Augusta - The annual quest for Masters glory has moved into full swing on golf's greatest stage Thursday at Augusta National with favorites Rory McIlroy and Adam Scott going out in back-to-back groupings.

Defending champion Scott, who last year became the first Australian to win the Masters, headed out first in the 16th grouping of the day alongside PGA Championship winner Jason Dufner and 19-year-old British amateur Matthew Fitzpatrick.

Scott is bidding to become just the fourth player to win back-to-back Masters titles after Jack Nicklaus, Nick Faldo and Tiger Woods, the last man to achieve that feat in 2002.

In so doing, he would also take the world number one spot away from the Woods, who is absent through injury.

"It's been a process to get there and that's where I'm at, at the moment, and I'm getting close.
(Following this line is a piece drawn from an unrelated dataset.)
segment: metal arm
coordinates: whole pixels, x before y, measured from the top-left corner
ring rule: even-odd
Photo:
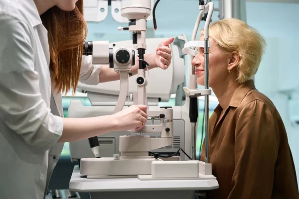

But it will take four great rounds this week," he said.

Eleven minutes later it was McIlroy's turn as he began his bid to win a third major title after the 2011 US Open and 2012 PGA Championship.

The 24-year-old Irishman had for company 20-year-old Jordan Spieth and 23-year-old Patrick Reed - two rising young US stars on the PGA Tour.

Reed and Spieth are part of a record haul of 24 Masters first-timers who are threatening to turn the game inside out as the generation that spawned such talents as Tiger Woods, Phil Mickelson, Ernie Els and Vijay Singh starts to fade.

"It feels funny that they are going to be playing their first Masters and I'm playing my sixth," McIlroy said of his playing partners. "I feel like the veteran in the group."

Among the first to show atop the leaderboard was 2012 US Open champion Webb Simpson, who birdied the first three holes, while Jonas Blixt of Sweden reached the turn at three-under with four birdies and a bogey.

Earlier in the morning, the 78th Masters got underway under blue skies at the fabled Georgia layout with living legends Nicklaus, Arnold Palmer and Gary Player hitting the first balls as honorary starters.

Golf's famed "Big Three" immediately stepped aside as the action got underway with the first two birdies of the tournament going to 2009 British Open champion Stewart Cink and 1991 Masters winner Ian Woosnam.

There was also the milestone of Craig and Kevin Stadler becoming the first father-and-son combination to play at the same Masters tournament, albeit in different groupings.

If Palmer, Player and Nicklaus were the joint early focus of attention, another legend of the game was missing as, for the first time since he made his Masters debut as a willowy amateur in 1995, the injured Woods was absent.

The four-time Masters winner and holder of 14 major titles announced on April 1 he would not be competing following surgery to repair a pinched nerve in his back that had been troubling him for months.

It was a huge blow for a tournament he has come to symbolize over the last 17 years since his first win in 1997, but players and fans agree that the Masters will always work its magic no matter what.

Even with a fully fit Woods, the tournament would have been as wide open as it has been for years.

Mickelson, who won the British Open at Muirfield last year for his fifth major, was among those expected to be in the hunt come Sunday at Augusta National, where he has won three times previously.

The 43-year-old left-hander, who was doubtful for a while with a pulled muscle in his side, is in the first day's 32nd and penultimate grouping at 17:48 alongside Els and reigning US Open champion Justin Rose of England.

Also among the favorites in a field of 97 was another Australian in the shape of crowd-pleaser Jason Day, who was third last year and tied for second in 2011.

McIlroy and Rose apart, hopes for a first European Masters winner since Jose Maria Olazabal in 1999 rest mainly with in-form Sergio Garcia of Spain and world number three Henrik Stenson of Sweden.

And then there is a menacing-looking group of recent winners - Bubba Watson, Angel Cabrera, Zach Johnson and Charl Schwartzel - who are all perfectly capable of winning again.